Editor’s Note: This article originally appeared in Summer 2012 issue of The Washington Quarterly.

INTRODUCTION

For most of the 20th century, Turkey chose not to get involved in Middle Eastern affairs. During the past decade, however, in a remarkable departure from this Kemalist tradition (based on the ideology of the republic’s founder, Mustafa Kemal Atatürk), Ankara has become a very active and important player in the region. Under the Justice and Development Party (AKP) government since 2002, Turkey has established closer ties with Syria, Iran, and Iraq, assumed a leadership position in the Organization of the Islamic Conference (OIC), attended Arab League conferences, and contributed to UN forces in Lebanon. It has also mediated in the Syrian—Israeli conflict as well as the nuclear standoff with Iran. Ankara’s diplomatic engagements with Iran and Hamas have led to differences with the United States and Israel, leaving many wondering if Turkey has been turning away from its Western orientation or if it was just a long overdue shift east to complete Turkey’s full circle of relations.

Fundamentally, analysts make a major mistake in analyzing Turkish foreign policy when they speak of a ‘‘pro-Western’’ versus ‘‘Islamic’’ divide in Ankara’s strategic choices. This is an understandable fallacy. Turkey’s population is almost fully Muslim, and the AKP, a political party with Islamic roots, has won consecutive election victories. Many policymakers, analysts, and scholars thus equate the notion of Turkish divergence from the West or the fear of ‘‘losing Turkey’’ with the idea of an Islamic revival. Moreover, this is exactly how some members within Turkey’s Kemalist establishment the military, the Republican People’s Party (CHP) founded by Atatuürk, and the judiciary describe some AKP policies in the Middle East. While the growing importance of religion in Turkey should not be dismissed, such an analysis gives superficial credibility to the fallacy of an ‘‘Islamist’’ foreign policy in Turkey.

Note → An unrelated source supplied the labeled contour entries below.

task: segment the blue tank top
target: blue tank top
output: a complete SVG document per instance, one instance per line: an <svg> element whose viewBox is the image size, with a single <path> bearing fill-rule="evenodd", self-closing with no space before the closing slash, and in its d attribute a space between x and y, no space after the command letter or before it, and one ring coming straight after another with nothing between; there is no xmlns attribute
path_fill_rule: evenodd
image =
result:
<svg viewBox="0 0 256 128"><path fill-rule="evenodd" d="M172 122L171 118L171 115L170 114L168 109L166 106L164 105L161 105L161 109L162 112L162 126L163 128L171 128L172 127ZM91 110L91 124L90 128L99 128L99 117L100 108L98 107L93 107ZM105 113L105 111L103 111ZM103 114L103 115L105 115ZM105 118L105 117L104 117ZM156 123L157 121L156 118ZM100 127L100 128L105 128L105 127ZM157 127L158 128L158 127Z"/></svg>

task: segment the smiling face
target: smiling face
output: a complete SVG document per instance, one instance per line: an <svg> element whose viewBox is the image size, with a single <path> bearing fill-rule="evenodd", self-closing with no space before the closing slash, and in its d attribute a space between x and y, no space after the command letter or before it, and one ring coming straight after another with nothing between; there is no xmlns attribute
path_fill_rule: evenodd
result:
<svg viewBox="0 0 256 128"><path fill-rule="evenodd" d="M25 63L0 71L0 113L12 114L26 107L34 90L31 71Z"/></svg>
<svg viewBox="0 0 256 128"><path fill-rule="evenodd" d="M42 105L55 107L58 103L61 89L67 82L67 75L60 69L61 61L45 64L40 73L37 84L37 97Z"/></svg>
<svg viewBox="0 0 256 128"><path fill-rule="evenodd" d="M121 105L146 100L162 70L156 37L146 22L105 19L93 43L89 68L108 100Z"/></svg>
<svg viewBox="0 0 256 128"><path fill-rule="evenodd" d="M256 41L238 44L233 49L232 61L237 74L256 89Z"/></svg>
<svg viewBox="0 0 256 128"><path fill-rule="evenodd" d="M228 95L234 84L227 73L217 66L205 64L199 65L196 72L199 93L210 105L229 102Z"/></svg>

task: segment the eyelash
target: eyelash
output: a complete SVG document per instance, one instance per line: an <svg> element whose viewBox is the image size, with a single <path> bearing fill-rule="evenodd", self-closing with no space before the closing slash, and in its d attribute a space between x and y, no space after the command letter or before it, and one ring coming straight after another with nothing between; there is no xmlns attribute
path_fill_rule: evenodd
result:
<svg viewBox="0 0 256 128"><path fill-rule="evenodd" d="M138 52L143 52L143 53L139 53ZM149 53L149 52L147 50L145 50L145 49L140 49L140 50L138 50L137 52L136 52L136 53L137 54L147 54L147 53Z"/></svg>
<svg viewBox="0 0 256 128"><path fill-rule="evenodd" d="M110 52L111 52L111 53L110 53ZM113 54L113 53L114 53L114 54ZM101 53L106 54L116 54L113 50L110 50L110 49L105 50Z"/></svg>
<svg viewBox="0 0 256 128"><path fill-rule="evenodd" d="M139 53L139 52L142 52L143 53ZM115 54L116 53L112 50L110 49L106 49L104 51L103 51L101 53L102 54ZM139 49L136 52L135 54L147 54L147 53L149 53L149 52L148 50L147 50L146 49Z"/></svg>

But how then should Turkey’s current foreign policy be characterized and understood? To answer this question, one has to look first at the three grand strategic visions that have driven Turkish foreign policy: Neo-Ottomanism, Kemalism, and more recently, Turkish Gaullism. The common denominator of these strategic visions is that they transcend the erroneous narrative prevalent in Western media focusing almost exclusively on the dichotomy between Turkey’s Islamic and secular factions. In particular, the way in which Turkey has handled the continuing implications of the 2011 Arab awakening helps to clarify Turkish grand strategy, or its continuing balancing act among these three strategic visions, as Ankara has faced a more challenging strategic environment, most specifically in its estranged relations with Bashar Assad’s Syria.